As Goodwin says, “The entire commercial pet breeding industry is just broken.”
Goodwin explains, that the puppy sold at a pet store may not be what you think it is. The pet store may sell the pup as say a Lhasa-poo, and that dog may have no Lhasa and no poo if genetic testing is done. And even IF that dog is what it is sold as and even if the pup is healthy medically and behaviorally (for sure hardly a guarantee among pet store sold puppies), the mother and also father of these dogs at puppy mills are literally tortured, used as breeding machines until they die (often without any socialization to people and veterinary care is withheld).
Goodwin simply offers the truth about what puppy mills are like, and offers ways which animal-lovers can help.

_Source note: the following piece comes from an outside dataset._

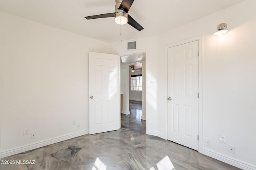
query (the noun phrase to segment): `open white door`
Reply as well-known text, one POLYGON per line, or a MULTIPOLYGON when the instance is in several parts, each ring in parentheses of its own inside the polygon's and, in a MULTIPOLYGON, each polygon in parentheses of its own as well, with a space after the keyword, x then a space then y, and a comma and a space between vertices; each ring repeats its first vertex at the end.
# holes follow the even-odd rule
POLYGON ((168 140, 198 150, 198 41, 168 49, 168 140))
POLYGON ((118 55, 90 52, 90 134, 119 128, 119 58, 118 55))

We also discuss how getting a purebred dog is just fine if that is what you want and you find a responsible breeder. How do you find a responsible breeder? We also discuss how the American Kennel Club (AKC) is hypocritical because they also say what Goodwin says about visiting the facility and meeting the mother dog and noting if the temperament is what is expected for that specific breed. Yet, the AKC strongly supports pet store purchases of puppies where it is obviously impossible to ever meet the mother dog or see where the dogs are bred.